Inoltre, con quei tre monumentali volumina giungevano tre tra i più colti e influenti intellettuali bizantini: l’erudito metropolita di Nicea Basilio Bessarione (ca. 1408-1472), il suo antico maestro Giorgio Gemisto Pletone (1355-1452) e il futuro patriarca di Costantinopoli Giorgio Gennadio Scolario (ca. 1405-1472), tre personaggi che rivestiranno negli anni a seguire un ruolo fondamentale, risvegliando la passione per la filosofia e le sue dottrine sino ad allora in parte inaccessibili.

Per quel che riguarda la filosofia, ma non solo, il periodo di strutturazione dei canali di trasmissione del sapere antico, e dunque il momento decisivo per la sopravvivenza delle opere frutto della sapienza greca, è da individuare in quel gruppo di secoli che va sotto il nome di Tarda Antichità (fine III-VI secolo d.C.). È questo il tempo in cui, per opera soprattutto delle scuole neoplatoniche di Atene e Alessandria, si strutturano quei curricula scolastici che saranno trasferiti nella Costantinopoli medioevale e che sopravviveranno, praticamente inalterati, sino alla fine dell’impero bizantino (1453).

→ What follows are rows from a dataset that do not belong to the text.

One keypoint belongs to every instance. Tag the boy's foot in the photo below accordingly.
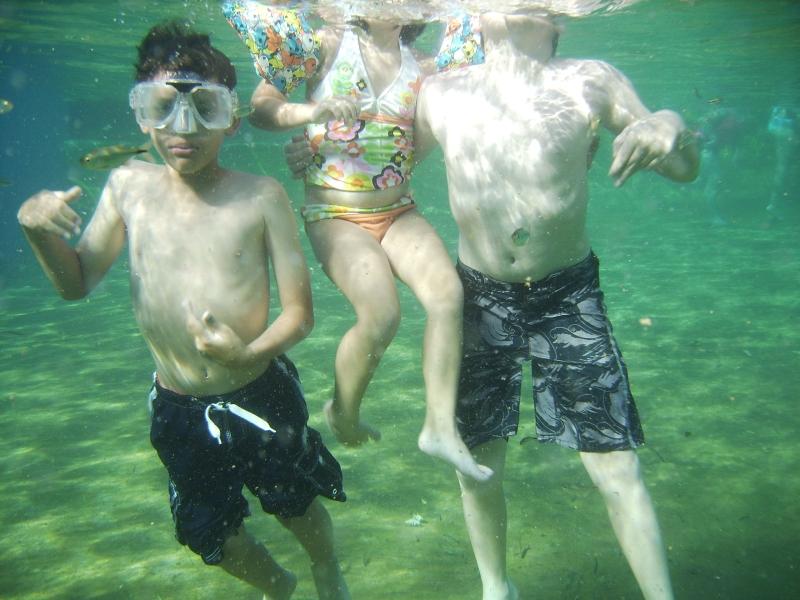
(508, 592)
(282, 587)
(329, 581)
(452, 449)
(348, 431)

Già nel IV secolo, infatti, la gran parte dell’enorme mole di produzione filosofica era divenuta pressoché irreperibile, e anche le opere dei fondatori o dei più noti rappresentanti delle scuole filosofiche maggiori, come gli Stoici, gli Epicurei, i Pitagorici, i Cinici o gli Scettici, in realtà sopravvivono per noi per lo più solo grazie alle citazioni o agli estratti dei filosofi Neoplatonici (attivi dal III secolo in poi). Dunque, furono soprattutto Platone e Aristotele, in quanto padri dei due più grandi sistemi filosofici dell’antichità, a godere delle cure di altri filosofi, che li lessero, li studiarono, li commentarono e postillarono così da riuscire ad assicurare, almeno alla maggior parte della loro produzione, un posto anche nelle biblioteche di Costantinopoli. A Bisanzio, infatti, si era continuato a leggere, a copiare e ancora a commentare proprio quei testi, con l’eccezione di pochissimi altri, divenuti canonici già secoli prima.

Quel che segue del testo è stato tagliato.